Specifically, AB 51 prohibited employers from imposing contractual provisions requiring the mandatory arbitration of Fair Employment and Housing or California Labor Code claims as a condition of employment, continued employment, or receiving an employment benefit. Employers who violated these prohibitions would be subject to both criminal and civil penalties.

However, in an attempt to avoid FAA preemption, AB 51 provided that agreements that were formed in violation of AB 51 would still be enforceable under FAA. As a result, AB 51 created the curious result where an employer could be subject to criminal penalties for mandating arbitration even though the agreement itself was ultimately enforceable.

In response, a number of trade and commerce groups challenged AB 51’s constitutionality in Chamber of Commerce, et al. v. Bonta, et al. On Feb. 15, a divided panel of the United States Court of Appeals for the Ninth Circuit held that AB 51 was preempted by the FAA. The State of California’s key argument was that AB 51 did not violate the FAA because it only addressed the formation of arbitration agreements and did not attack the ultimate enforceability of such agreements.

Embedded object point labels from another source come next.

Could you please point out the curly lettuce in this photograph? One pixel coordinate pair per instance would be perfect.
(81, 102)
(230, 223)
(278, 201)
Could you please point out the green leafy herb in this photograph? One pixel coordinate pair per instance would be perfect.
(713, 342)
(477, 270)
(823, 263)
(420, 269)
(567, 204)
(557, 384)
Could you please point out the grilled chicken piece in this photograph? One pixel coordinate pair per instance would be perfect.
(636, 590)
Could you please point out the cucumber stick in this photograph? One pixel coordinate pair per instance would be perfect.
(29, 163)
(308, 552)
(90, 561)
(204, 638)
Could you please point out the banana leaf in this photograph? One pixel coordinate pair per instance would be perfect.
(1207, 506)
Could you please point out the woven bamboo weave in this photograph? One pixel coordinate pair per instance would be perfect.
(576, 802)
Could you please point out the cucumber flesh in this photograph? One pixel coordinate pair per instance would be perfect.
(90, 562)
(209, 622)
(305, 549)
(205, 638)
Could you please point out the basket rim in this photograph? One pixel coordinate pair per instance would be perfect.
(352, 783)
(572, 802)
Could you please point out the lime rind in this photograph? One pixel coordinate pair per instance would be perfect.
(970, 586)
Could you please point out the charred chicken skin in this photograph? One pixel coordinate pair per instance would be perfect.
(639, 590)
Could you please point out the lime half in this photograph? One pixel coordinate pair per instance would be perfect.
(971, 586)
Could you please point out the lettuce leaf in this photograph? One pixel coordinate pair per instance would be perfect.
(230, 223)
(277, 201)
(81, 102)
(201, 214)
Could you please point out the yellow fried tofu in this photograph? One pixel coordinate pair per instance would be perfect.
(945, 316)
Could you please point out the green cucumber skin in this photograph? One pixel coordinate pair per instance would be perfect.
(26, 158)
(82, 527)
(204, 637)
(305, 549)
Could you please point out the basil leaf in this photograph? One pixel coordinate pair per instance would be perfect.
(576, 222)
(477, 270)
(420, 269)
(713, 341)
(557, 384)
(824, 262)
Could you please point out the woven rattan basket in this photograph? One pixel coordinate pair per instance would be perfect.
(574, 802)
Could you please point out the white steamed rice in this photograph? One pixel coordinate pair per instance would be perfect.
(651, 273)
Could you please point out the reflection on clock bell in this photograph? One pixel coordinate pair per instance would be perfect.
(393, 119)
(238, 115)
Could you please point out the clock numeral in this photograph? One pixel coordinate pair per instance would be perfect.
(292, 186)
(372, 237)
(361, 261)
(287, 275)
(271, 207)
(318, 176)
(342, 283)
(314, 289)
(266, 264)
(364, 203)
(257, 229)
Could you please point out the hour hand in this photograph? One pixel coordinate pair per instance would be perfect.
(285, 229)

While the 9th Circuit acknowledged that AB 51 did not attack the ultimate enforceability of arbitration agreements per se, the majority held that AB 51’s attack on the formation of arbitration agreements nevertheless violated the FAA.  Relying on prior Supreme Court precedent, the 9th Circuit held that “state rules that burden the formation of arbitration agreements stand as an obstacle to the FAA” and that no current precedent “suggests that a state rule targeting only the formation of arbitration agreement falls outside of the FAA’s preemptive scope.” In short, the 9th Circuit held that AB 51 was preempted because it discourages the formation of arbitration agreements.

The 9th Circuit decision is unlikely to be the final chapter in this saga. It is very possible that the 9th Circuit will choose to review the issue en banc (i.e., a review by eleven randomly selected 9th Circuit judges) and may reach a different conclusion. In either event, it is also possible that the Supreme Court will ultimately rule on AB 51’s validity.  Also, the California legislature may try to craft a different statute in a further attempt to sidestep the FAA.

In terms of what this decision means for employers and next steps:

  • California law does not currently prohibit mandatory arbitration in the employment context.
  • Arbitration agreements in California remain subject to challenge-based procedural and/or substantive unconscionability.
  • Employers should review their arbitration agreements on at least an annual basis to account for new legislation or court decisions.

DISCLAIMER: Because of the generality of this update, the information provided herein may not be applicable in all situations and should not be acted upon without specific legal advice based on particular situations.